Deryn glared right back at him. The captain hadn’t said anything about who’d been aboard longest. He was looking at airmanship, so he wanted to keep his best men.
And that’s exactly what she was, man or not.
Maybe all the competition on the Leviathan would serve her well now. Thanks to Da’s training, Deryn had always beat the other middies with knots and sextants. And even Mr. Rigby would admit that her behavior hadn’t been as rowdy lately, and he’d just complimented her work with the Huxleys.
As lo
ng as the landing went brilliantly, there was nothing to worry about at all.
Regent’s Park spread out beneath Deryn, its grass thick from the August rains.
Squads of ground men ran across it, shepherding the last few civilians out of the landing area.
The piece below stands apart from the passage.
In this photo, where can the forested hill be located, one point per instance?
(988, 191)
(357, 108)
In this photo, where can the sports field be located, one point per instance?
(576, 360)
A thin line of policemen clung to the edges, holding back hundreds of gawkers. The Leviathan’s shadow lay across the trees, and the air trembled with the engines’ hum.
Deryn was descending fast, aiming for the intersection of two footpaths, where a local chief constable was awaiting orders. A message lizard rode on her shoulder, its sucker-feet tugging at her uniform like the claws of a nervous cat.
“We’re almost there, beastie,” she said soothingly. She didn’t fancy arriving on the ground with a panicked lizard, the captain’s landing orders garbled beyond understanding.
Deryn was a bit nervous herself. She’d ridden ascenders a half dozen times since joining the Leviathan’s crew—she weighed the least of all the middies, and could always coax her beasts the highest. But that had been on U-boat spotting duty, with the Huxley cabled to the airship. This was the first time she’d free-ballooned since her wild ride as a recruit.
So far, at least, it had been a textbook descent. The airbeast’s extra ballast was bringing it down fast, guided by a pair of gliding wings attached to her rig.
Deryn wondered who was so important, to warrant all this trouble. They were ruining a hundred picnics and risking disaster by landing here in the park, and probably scaring the clart out of every Monkey Luddite in London. And all just to get some scientist to Constantinople a bit quicker?
This fellow must be some kind of clever-boots, even for a boffin.
The ground was rushing closer, and Deryn let out a slosh of ballast. Her descent slowed a squick, the spilled water sparkling in the sun as it cascaded down. The message lizard squeezed a little tighter.
“Don’t you worry, beastie,” Deryn murmured. “It’s all under control.”
Mr. Rigby had told her to get down fast, with no nonsense. She imagined him watching from above, timing the descent with his stopwatch, pondering who should be cut from the crew.